# Shaving boer goats Question



## RPC (Jun 27, 2011)

Ok so the sole reason we have our boer goats is for my nieces to show them in the county fair. Last year we did nothing to our doelings and we shaved everything from the knees up on the wethers. Well this year I had to miss the grooming workshop because of work. My sister took the kids but I don't think she paid any attention. I keep asking her questions and she just doesn't remember anything. Mind you she is 21 not a young kid. I am not to happy. Plus I told her to take pictures and she FORGOT. Ok so on with my question. How do you shave your does and wethers for the fair. I have done 3 does so far and I have shaved them all differently. So do you still shave the wethers from the knees up and then bob the tail? I also have a red doeling that has still not shed her winter "wool" how in the world am I going to clip her besides clipping her bald? Thank you to those who reply.


----------



## ksj0225 (Jun 27, 2011)

Please keep in mind that my knowledge is VERY slim.  But I have seen all kinds in the places I've been.  Does and wethers shaved like you described, shaved weird ways, light trim all over and not shaved at all.  I think sometimes that decision is made on the positives and negatives of the goat, i.e. playing up good atributes and playing down bad.


----------



## Roll farms (Jun 27, 2011)

I would have clipped any does I was going to show as soon as it got warm enough, and then given them plenty of time to grow back out (if needed) and then evened them out a week before fair.  I brush them out and look them over daily for any long spots or shaggy stuff I missed.  

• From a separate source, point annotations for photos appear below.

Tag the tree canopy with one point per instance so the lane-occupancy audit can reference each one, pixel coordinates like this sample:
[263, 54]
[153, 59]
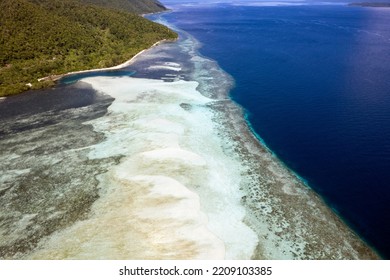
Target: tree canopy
[40, 38]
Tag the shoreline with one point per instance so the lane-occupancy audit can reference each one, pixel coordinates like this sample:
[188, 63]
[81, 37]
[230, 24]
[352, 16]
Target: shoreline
[127, 63]
[192, 181]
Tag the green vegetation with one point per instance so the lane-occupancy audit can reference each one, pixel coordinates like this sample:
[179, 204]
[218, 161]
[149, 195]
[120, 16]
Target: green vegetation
[40, 38]
[138, 7]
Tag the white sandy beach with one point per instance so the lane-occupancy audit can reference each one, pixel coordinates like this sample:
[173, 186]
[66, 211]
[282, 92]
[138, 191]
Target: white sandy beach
[174, 194]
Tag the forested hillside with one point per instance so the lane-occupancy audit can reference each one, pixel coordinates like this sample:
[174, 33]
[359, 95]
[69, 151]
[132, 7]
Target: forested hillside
[50, 37]
[134, 6]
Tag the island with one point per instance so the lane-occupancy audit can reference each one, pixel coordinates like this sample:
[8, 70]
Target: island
[372, 4]
[44, 38]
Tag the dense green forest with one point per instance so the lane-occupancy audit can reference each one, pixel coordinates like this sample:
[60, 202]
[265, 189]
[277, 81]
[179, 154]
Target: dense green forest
[138, 7]
[40, 38]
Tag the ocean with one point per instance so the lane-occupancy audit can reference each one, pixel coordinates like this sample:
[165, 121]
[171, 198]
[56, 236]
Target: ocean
[210, 147]
[314, 83]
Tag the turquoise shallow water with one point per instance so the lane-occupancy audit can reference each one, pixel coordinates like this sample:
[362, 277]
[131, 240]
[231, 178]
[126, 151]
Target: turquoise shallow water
[314, 83]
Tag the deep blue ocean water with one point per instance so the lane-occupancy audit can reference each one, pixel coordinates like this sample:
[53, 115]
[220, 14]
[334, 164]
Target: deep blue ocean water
[315, 83]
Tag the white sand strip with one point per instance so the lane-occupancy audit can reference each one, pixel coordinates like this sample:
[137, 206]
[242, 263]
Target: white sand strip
[175, 193]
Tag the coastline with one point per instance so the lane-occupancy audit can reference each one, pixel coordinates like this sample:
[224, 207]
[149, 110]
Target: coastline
[191, 181]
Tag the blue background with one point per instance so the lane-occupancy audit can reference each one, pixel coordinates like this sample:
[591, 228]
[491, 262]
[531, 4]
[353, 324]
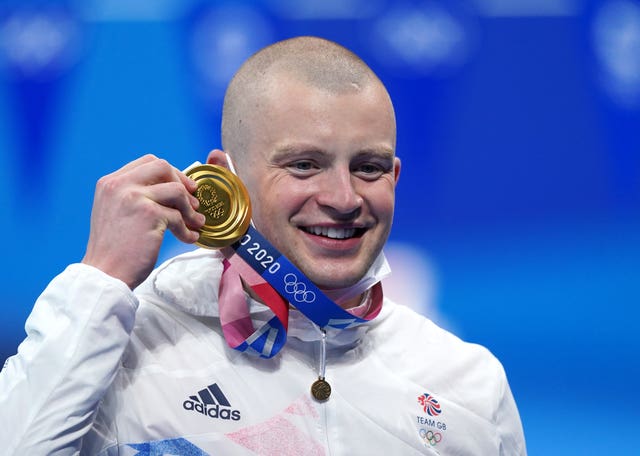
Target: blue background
[519, 131]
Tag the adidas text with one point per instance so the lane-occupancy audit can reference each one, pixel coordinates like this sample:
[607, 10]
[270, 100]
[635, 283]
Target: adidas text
[212, 411]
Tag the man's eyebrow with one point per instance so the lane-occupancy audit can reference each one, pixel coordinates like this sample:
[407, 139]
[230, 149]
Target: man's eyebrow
[381, 152]
[291, 150]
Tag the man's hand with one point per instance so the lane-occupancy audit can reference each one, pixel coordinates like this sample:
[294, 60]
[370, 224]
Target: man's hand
[132, 209]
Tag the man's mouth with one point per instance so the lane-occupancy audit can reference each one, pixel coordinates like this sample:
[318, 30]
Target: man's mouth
[334, 233]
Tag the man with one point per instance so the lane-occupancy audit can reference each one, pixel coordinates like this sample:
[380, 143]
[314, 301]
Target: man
[173, 367]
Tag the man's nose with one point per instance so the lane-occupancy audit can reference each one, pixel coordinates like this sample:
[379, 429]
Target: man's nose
[339, 193]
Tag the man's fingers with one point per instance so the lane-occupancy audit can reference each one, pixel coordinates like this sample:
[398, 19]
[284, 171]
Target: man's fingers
[174, 195]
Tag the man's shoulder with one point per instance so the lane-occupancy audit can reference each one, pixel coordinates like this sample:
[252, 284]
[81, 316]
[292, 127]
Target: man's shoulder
[188, 282]
[419, 336]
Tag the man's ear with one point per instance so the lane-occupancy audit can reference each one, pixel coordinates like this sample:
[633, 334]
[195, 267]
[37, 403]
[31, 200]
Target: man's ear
[218, 157]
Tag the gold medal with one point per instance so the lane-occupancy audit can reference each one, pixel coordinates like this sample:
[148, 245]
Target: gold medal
[225, 203]
[321, 390]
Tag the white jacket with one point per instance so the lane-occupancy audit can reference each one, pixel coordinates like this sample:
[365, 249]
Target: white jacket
[105, 371]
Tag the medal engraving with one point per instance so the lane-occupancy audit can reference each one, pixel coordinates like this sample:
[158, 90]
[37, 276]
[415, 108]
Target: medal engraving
[321, 390]
[225, 203]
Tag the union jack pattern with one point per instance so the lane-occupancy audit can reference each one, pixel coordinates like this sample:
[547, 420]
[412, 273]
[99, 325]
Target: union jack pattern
[429, 404]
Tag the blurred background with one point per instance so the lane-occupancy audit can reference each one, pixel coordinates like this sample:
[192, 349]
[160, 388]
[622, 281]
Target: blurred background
[518, 216]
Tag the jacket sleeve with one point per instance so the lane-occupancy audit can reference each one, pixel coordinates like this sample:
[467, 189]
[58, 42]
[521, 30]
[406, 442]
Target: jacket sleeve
[512, 441]
[76, 335]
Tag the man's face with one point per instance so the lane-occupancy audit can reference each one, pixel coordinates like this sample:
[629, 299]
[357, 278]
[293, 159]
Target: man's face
[321, 172]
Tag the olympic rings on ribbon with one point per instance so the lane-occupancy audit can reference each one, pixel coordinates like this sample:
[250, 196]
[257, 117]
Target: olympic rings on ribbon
[432, 437]
[298, 289]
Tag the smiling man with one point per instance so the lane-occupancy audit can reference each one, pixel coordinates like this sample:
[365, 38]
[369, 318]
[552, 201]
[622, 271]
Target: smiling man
[201, 355]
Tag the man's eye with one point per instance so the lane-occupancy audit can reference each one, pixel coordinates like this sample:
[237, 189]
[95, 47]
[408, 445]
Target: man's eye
[302, 167]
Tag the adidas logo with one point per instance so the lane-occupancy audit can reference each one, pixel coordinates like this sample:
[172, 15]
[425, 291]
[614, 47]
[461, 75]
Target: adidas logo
[212, 402]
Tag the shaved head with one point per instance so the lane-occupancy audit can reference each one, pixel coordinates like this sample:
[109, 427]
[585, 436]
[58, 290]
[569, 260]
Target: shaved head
[316, 62]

I'm not sure how much time you have left, maybe you could use a really long guard (3/4" or 1/2") to even them out.   You want to get the belly hair shorter (so they look "smooth") and trim any long hair on the legs.  Cut out the top of the hoof (straight across).  

You want to trim the tail, but not to the extreme of a wether....It's hard to explain, I'll see if I can find some links.

http://www.associatedcontent.com/article/2111863/how_to_trim_your_boer_goat_for_the_pg2.html?cat=53

http://www.ehow.com/video_4437485_wash-clip-boer-show-goats.html

This pic is a good example, IMHO....see how they've trimmed around her belly so it's not shaggy, and gotten the long hair off the chest.  Notice how well you can see the line of the top of the hoof, too.

http://www.boergoats4richardsandy.com/IMG_7601_ed_ed_tr.jpg


----------



## RPC (Jun 27, 2011)

Thank you for your help. The first doe I did is a yearling doe with a kid still on her. (it's Faiths doe from last year Kim) I think I shaved her way to short. I hope her hair will grow in some before the end of next month. Since she is still lactating she looks almost like a dairy doe. I am not so happy. The other yearling doe had really nice shorter hair so I just shaved her belly, tail, and chest. Then fixed the hair on her hooves. The 3rd doe I did is a January doe and she had really long hair so I shaved her with a 1/2 inch guard and she looks ok but she still has more coat to shed. I felt like it stayed cold at night longer this year or else I would have shaved all the does bald a month ago so their hair would grow back nicely. Maybe they would have been fine a month ago but o well.


----------